The Securities and Exchange Commission’s Division of Investment Management has released cybersecurity guidance to help advisors and funds address their cyber risks.
The IM Division’s April cyber guidance recommends that advisors and funds conduct periodic assessments, have a cybersecurity strategy as well as written policies and procedures to mitigate cyberattacks.
Cipperman Compliance Services warns that if advisors and funds have a data breach and have not implemented the measures described in the IM guidance, the SEC “may take regulatory action because your cybersecurity internal controls and policies and procedures were not sufficient.”

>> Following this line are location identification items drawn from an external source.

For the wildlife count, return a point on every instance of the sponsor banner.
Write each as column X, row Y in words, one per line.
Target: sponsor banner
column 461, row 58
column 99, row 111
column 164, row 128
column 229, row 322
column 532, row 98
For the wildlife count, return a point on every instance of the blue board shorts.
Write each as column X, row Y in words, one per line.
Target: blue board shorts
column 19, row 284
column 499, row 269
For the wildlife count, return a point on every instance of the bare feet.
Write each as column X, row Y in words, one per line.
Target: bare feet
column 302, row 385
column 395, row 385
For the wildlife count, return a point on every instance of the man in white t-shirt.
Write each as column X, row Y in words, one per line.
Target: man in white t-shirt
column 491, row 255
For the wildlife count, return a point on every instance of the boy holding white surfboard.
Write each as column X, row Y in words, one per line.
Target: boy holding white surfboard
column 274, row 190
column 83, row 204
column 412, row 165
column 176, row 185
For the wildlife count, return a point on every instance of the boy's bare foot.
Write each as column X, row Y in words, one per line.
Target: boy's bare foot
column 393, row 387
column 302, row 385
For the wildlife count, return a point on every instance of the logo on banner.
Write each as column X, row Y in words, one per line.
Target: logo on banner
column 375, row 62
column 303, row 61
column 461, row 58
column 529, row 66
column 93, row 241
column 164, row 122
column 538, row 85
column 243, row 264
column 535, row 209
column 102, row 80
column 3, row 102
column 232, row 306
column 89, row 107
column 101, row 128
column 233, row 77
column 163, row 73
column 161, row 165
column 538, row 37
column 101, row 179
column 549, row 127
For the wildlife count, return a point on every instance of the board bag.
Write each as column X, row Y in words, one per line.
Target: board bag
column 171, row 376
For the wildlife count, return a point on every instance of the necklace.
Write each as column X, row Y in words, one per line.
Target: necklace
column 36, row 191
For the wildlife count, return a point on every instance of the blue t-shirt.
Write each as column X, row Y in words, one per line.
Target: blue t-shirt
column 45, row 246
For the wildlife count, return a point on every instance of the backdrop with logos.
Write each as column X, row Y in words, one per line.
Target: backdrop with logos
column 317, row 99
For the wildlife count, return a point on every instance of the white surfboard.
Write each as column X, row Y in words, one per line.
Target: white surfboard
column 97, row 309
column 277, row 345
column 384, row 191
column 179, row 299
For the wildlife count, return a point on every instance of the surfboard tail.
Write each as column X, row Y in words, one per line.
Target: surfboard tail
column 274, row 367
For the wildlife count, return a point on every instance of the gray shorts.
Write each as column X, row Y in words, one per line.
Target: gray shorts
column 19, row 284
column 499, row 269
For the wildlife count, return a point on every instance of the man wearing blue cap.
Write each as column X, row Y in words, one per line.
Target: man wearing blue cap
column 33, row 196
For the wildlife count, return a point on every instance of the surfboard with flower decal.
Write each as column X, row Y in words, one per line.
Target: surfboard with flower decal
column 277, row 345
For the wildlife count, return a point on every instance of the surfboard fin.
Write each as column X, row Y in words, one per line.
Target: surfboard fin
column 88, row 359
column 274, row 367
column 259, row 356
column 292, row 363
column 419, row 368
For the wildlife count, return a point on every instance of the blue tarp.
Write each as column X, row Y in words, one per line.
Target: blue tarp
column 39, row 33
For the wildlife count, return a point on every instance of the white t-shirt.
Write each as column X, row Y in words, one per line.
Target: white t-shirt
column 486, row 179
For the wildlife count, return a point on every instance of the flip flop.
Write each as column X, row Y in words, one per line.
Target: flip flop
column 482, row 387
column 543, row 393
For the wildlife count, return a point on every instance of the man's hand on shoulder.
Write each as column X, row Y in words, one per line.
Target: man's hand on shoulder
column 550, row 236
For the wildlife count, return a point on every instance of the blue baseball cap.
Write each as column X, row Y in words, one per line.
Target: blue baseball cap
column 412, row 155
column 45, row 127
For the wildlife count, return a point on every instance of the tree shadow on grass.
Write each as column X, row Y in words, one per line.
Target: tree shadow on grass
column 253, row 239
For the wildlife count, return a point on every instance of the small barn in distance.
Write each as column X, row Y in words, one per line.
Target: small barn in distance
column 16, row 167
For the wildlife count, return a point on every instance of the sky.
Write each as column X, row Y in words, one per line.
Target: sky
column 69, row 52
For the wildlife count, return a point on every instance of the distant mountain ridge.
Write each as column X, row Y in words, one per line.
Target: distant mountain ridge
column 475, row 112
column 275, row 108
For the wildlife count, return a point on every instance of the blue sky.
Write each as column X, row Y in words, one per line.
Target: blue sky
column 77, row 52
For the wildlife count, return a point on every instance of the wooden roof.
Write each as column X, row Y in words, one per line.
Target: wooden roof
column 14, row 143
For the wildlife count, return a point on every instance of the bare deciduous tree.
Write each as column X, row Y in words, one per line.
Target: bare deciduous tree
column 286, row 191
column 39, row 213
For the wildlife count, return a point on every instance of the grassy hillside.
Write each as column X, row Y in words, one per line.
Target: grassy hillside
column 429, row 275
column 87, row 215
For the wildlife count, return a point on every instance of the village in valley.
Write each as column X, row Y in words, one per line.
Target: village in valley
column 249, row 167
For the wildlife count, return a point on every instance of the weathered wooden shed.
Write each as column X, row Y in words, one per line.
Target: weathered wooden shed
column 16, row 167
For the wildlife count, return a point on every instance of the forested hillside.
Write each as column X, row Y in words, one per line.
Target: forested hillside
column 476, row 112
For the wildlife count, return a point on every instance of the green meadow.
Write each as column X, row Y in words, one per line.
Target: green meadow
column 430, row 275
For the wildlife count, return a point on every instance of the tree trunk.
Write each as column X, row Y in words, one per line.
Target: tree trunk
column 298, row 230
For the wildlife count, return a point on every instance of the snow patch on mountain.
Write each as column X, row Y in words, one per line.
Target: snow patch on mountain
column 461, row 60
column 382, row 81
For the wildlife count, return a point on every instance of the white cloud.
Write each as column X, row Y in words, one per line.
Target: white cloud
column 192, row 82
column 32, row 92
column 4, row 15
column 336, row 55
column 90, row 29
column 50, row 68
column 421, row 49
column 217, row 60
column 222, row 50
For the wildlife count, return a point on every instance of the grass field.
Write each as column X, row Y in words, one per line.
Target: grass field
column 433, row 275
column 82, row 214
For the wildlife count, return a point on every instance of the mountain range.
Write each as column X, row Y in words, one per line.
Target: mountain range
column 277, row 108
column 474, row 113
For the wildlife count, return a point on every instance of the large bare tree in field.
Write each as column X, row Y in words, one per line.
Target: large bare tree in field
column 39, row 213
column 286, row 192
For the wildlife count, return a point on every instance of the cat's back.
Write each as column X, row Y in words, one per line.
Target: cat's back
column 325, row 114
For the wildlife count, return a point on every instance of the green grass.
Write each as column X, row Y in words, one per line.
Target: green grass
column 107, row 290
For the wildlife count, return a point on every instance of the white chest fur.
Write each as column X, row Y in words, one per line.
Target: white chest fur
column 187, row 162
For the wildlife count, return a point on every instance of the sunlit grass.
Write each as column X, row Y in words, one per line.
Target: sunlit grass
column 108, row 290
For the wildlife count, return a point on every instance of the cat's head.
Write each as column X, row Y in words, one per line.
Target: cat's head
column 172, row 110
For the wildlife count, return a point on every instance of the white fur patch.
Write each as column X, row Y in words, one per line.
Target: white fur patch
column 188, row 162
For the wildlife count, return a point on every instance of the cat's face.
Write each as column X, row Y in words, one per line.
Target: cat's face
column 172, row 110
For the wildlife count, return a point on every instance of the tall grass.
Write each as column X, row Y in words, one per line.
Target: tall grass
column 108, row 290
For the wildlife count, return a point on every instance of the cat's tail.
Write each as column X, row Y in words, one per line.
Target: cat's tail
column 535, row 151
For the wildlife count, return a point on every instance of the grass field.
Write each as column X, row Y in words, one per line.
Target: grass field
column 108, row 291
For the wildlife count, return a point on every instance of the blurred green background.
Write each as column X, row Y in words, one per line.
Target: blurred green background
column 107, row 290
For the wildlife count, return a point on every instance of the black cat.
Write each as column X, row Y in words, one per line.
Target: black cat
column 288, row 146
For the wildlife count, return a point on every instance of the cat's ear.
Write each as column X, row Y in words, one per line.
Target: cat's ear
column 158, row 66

The Division says that cyberattacks on “a wide range of financial services firms highlight the need for firms to review their cybersecurity measures,” and counsels advisors and funds to implement the following strategies, to the extent they are relevant:
– Conduct a periodic assessment of the nature, sensitivity and location of information that the firm collects, processes and/or stores, and the technology systems it uses, as well as examine internal and external cybersecurity threats to and vulnerabilities of the firm’s information and technology systems.
– Create a strategy that is designed to prevent, detect and respond to cybersecurity threats. Such a strategy could include, for instance, controlling access to various systems and data via management of user credentials as well as data encryption; data backup and retrieval, the development of an incident response plan.